Teori Fungsionalisme

Bayangkan tubuh manusia yang ginjalnya sakit, atau kakinya terkilir, giginya berlubang, atau bibirnya terkena sariawan. Tubuhnya menjadi lemas dan tak mampu lagi beraktivitas secara normal. Fungsionalisme melihat masyarakat dan sistem sosial yang ada di dalamnya ibarat tubuh, yang jika satu bagian sakit atau tidak berfungsi, maka anggota tubuh lain tak dapat menjalankan tugas dan perannya secara maksimal.
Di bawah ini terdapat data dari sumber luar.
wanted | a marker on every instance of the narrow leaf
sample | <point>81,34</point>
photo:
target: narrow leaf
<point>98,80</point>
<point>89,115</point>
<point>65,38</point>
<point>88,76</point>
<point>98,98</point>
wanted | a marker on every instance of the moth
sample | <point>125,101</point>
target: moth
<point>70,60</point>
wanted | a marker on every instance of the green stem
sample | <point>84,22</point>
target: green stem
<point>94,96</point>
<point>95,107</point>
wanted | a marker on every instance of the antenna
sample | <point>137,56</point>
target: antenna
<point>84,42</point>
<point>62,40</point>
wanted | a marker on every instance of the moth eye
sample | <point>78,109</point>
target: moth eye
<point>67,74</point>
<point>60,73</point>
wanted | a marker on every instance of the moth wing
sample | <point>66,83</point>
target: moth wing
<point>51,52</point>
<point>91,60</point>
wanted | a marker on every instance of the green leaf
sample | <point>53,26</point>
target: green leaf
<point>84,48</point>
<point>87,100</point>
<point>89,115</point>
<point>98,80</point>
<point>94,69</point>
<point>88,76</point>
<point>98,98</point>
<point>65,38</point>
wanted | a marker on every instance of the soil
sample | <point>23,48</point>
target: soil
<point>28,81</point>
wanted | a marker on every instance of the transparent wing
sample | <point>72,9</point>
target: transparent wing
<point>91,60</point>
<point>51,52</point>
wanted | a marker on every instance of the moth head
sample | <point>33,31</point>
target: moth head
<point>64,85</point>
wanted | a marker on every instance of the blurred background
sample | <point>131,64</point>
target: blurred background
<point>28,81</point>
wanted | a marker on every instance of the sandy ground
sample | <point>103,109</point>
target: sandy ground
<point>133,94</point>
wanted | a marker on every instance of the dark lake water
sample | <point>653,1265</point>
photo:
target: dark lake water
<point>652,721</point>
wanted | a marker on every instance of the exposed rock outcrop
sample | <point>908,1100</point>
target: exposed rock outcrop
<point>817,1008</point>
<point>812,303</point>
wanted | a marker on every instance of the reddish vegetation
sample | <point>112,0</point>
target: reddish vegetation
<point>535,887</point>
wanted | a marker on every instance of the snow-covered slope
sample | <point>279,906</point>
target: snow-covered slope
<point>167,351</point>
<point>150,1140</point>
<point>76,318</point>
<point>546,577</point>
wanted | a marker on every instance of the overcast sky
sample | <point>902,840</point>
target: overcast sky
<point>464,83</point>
Emile Durkheim (1858-1917), sosiolog Perancis yang pikirannya sangat dipengaruhi oleh Auguste Comte, merupakan sosiolog yang sangat mendambakan pendekatan ilmiah dalam memahami fenomena sosial. Teorinya berawal dari pemahaman bahwa kelompok manusia (masyarakat) memiliki sifat yang lebih dari atau sama dengan jumlah dari sifat-sifat individual yang menyusun kelompok tersebut.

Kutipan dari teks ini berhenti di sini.